In the Telegraph recording, first reported by the BBC, Cable said that he had "declared war" on Rupert Murdoch. At the time, in December 2010, Cable was responsible for deciding whether the government should allow Murdoch to acquire the 61 percent of U.K. satellite broadcaster BSkyB the media magnate did not already own.
As a result of the leak, Cable was stripped of his responsibility for the BSkyB deal and the Telegraph faced awkward questions about why it did not publish Cable's anti-Murdoch comments itself. The Telegraph hired Kroll to investigate how the suppressed Cable material had leaked out.
Lewis, who earlier this year became one of News International's most senior executives, more recently became a key member of News Corporation's management and standards committee which is overseeing efforts to deal with the phone hacking and bribery scandal that has shaken Murdoch's media empire. Kroll did not interview Lewis during the course of its investigation.
A spokesman for News International's management and standards committee told Reuters he would not comment directly on the contents of the Kroll report and that "any inquiries for the BBC should go to the BBC." News International did not respond to requests for a comment from Lewis and others named in the report. Spokespeople for New York-based News Corporation and its chairman Rupert Murdoch did not reply to emailed requests for comment.
A BBC spokeswoman told Reuters that it would not reveal its source. Representatives from the Telegraph had no immediate comment. Vince Cable did not respond to requests for comment. Kroll refused to comment.
Reuters is a competitor of the Journal and of Dow Jones Newswires, the financial news agency that News Corp acquired along with the Wall Street Journal in 2007.
CIRCLE OF KNOWLEDGE
The Kroll report details the lead up to and fall out from the leak.
"We have established that on 9 December, the circle of knowledge of an impending 'big story' by the same team who broke (a major political story about British parliamentary expenses) extended to ... a former Telegraph employee now employed by News International ... (who) works closely at News International with the former Telegraph editor Will Lewis, both of whom have strong motivations to damage the Telegraph," Kroll's report says. "In the period between 9 and 21 December there was extensive telephone, text and social contact between (the former Telegraph employee), Lewis, and individuals within the authorized circle of knowledge," the report continues.

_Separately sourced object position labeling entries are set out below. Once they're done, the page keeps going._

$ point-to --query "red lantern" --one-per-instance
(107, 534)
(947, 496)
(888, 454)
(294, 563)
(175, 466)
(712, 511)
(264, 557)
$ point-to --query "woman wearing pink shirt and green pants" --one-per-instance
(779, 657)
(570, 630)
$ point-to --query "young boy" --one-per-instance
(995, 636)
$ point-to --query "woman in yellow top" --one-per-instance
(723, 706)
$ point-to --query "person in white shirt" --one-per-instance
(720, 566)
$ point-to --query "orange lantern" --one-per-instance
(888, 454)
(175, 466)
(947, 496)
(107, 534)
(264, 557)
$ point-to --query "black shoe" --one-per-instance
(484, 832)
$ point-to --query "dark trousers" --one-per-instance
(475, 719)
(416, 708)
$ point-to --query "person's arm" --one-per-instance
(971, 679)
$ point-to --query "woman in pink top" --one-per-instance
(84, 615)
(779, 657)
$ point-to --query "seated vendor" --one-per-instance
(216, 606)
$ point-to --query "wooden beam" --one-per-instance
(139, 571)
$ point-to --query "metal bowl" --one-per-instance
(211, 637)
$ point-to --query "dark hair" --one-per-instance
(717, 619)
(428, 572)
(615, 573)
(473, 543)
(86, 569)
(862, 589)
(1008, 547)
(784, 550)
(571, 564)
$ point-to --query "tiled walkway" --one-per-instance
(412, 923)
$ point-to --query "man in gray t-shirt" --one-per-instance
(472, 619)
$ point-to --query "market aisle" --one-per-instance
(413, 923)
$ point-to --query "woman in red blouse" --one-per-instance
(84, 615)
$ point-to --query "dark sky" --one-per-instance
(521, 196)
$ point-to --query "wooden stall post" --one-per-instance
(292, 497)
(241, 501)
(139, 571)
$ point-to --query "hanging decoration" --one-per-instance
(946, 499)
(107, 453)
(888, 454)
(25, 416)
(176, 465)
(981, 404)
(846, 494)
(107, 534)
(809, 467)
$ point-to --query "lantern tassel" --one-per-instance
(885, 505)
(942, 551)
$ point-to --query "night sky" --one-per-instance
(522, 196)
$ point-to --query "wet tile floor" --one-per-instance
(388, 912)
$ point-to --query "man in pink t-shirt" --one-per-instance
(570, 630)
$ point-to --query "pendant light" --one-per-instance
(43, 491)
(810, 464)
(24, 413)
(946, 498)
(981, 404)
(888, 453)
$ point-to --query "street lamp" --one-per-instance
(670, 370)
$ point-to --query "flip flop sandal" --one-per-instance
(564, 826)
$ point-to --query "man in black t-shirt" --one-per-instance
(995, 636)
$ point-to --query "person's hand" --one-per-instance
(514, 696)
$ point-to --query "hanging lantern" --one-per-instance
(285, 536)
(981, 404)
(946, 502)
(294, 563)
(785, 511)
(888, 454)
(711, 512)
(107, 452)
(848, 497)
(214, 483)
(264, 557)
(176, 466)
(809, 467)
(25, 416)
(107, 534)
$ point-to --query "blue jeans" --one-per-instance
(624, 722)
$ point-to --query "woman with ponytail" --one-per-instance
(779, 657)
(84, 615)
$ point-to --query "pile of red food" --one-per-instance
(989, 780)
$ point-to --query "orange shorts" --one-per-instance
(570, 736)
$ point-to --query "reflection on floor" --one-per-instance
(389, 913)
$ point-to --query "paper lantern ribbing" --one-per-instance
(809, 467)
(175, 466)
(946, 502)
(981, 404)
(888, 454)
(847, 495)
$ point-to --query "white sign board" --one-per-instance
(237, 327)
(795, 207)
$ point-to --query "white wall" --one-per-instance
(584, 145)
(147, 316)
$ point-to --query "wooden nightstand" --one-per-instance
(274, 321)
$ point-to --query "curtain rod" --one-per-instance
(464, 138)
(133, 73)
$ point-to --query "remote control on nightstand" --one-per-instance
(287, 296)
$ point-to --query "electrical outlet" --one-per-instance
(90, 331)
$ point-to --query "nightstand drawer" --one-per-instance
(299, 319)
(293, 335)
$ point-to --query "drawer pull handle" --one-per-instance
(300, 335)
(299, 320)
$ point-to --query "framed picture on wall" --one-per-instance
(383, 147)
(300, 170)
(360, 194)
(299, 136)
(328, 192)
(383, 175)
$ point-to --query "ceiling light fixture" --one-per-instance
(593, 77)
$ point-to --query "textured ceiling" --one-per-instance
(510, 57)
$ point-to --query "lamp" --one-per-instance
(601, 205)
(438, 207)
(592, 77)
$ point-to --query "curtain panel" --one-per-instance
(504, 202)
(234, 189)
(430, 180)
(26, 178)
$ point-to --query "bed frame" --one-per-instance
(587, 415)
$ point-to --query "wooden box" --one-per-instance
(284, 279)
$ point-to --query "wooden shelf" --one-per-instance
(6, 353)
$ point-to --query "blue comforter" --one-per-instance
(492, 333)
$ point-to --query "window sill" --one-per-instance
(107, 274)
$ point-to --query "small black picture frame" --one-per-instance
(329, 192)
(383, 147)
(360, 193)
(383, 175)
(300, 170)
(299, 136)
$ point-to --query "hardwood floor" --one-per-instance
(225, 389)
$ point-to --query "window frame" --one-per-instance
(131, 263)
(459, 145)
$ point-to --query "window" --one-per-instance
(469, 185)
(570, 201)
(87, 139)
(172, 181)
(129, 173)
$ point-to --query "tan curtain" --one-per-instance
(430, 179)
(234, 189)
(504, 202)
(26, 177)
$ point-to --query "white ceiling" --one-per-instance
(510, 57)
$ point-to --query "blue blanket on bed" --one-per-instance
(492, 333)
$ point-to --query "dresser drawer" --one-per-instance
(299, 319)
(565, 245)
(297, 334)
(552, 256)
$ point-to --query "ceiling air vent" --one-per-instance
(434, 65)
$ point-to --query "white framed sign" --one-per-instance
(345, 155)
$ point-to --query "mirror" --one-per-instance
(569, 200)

The private investigators say they "believe it is more than likely that their knowledge of the big story grew. News International was the only media organization we identified as having extensive contacts with the authorized circle of knowledge during this period."
"Given their employment with News International, their antipathy toward the Telegraph, and their knowledge of the story, we have a strong suspicion that (the other former Telegraph employee) and Lewis were involved in orchestrating the leak of the information," Kroll's investigators said.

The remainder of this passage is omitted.